Sunday, February 22, 2015

Canadian Gothic...

Canadian Gothic...  My laugh-out-loud photo of the morning :)

Hillary 5.0...

Hillary 5.0...  I found this article to be quite depressing, for two main reasons.  First, it reinforced the idea that Hillary is a serious candidate for president in 2016, and might even win.  Second, for the implications about the American electorate.  An excerpt:
Mark McKinnon, a friend and competitor of Spence and a media strategist with George W. Bush’s presidential campaigns, said: “Spence and Clark have a lot of experience refreshing established, well-known brands like AT&T, Coca-Cola and Wal-Mart. Should come in handy.”

Spence and Clark have been credited with creating three-dimensional personalities around otherwise dull consumer brands. At Coca-Cola, Clark spearheaded the “Share a Coke” campaign to put names such as Brittany and Zach on soda cans, a marketing move that boosted sales among millennials. Spence helped ­DoubleTree Hotels make the freshly baked chocolate chip cookies the chain serves guests upon check-in an icon for its sales pitch of warm comfort for beleaguered travelers.
Hillary is a mass-marketed product with a vast amount of money behind her campaign.  I wish I believed that a product marketing campaign wouldn't work for presidential politics, and that instead voters would rely on actual information about ideology, policy, etc.  But when I say it straight like that, I know – the marketing campaign will work.  And that's quite depressing...

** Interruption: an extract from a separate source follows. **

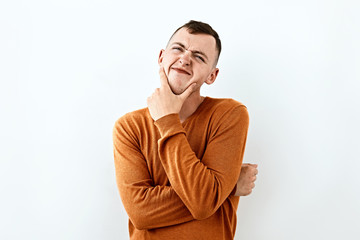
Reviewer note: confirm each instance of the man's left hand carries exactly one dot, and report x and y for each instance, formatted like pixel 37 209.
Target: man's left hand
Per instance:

Curiosity is looking closely...

Curiosity is looking closely ... at the layered rocks I posted about a few days ago...

Near Antares...

Near Antares...  Via APOD, of course.  Full resolution version...

Geek: what does this regular expression do?

Geek: what does this regular expression do?
It validates email addresses, of course!  But only 99.9% of the time :)

10 Signs You're and Old Geek...

10 Signs You're an Old Geek...  I spotted this article on Fox News, and clicked over to read it.  It was so depressing.  The 10 alleged signs:
  • You still say “dial” the phone.  Check.  Yup, I do that.
  • You remember when state-of-the-art chips had dozens of transistors.  Well, yes, I do remember that.  But I also remember when there were no chips at all – and when transistors were rare and expensive beasties.  We relied on exotic devices called “vacuum tubes” – and I laugh out loud at the audio tweekies who are paying premium prices today for the awful distorted sound those primitive things produced.
  • You still consider “geek” to be an insult.  Well, no, I don't.  But I do remember when the word referred to sleazy performers in a carnival acts, like the one who bit the head off a chicken.  It's a mystery to me how it came to refer to technology buffs,
  • You know a third meaning for the word “brick.”  Check.  I owned one of those bricks.
  • You had a slide rule.  Yup, I owned a slide rule.  Several.  And today I have about 2,200 of them (I collect them).  But I didn't have a slide rule because calculators were too expensive – I had one because there were no calculators.  They hadn't been invented yet!
  • You owned a $5 digital watch.  Check.  What's your point?
  • You reveled in the epic Steve Jobs – Bill Gates interview from the 2007 D5 conference.  I only vaguely recall this interview.  It seems like recent history to me, not something I'd have to be old to note.  What is this author calling “old”, anyway?  30?
  • You were so sure we’d have a domed city on Mars by now.  Uh, no.  I was pretty darned sure there would be no such thing – the challenges are far from our ability to overcome them, even today.  A real geek would know this, I think.
  • You used punch cards.  Check.  But – I also remember when punch cards seemed like the bleeding edge of technology, replacing that old clunker punched paper tape.  I'll call your geek and raise you one.
  • You remember when: bubble memories, home computers, superconductivity, pen computing, PDAs, Betamax, heads-up displays and Gallium Arsenide were all going to be the next big thing. And you probably played with Tinker Toys, Erector Sets and wooden blocks growing up and you still spin vinyl in your basement when nobody’s around.  Well, yes to all that.  But I also remember wire recorders, portable vacuum-tube record players, lacquer 78 RPM records, and 7 transistor radios.
I guess all this makes me an ancient geek!

Lost and Found Beagle, part 2...

Lost and Found Beagle, part 2...  My brother Scott passed this along – a second video about the beagle in Schiphol Airport, in Amsterdam. I posted the first one last year sometime, and I had the same reaction then as now: if I ever fly to Amsterdam again, I want to lose something on purpose so this guy can find me!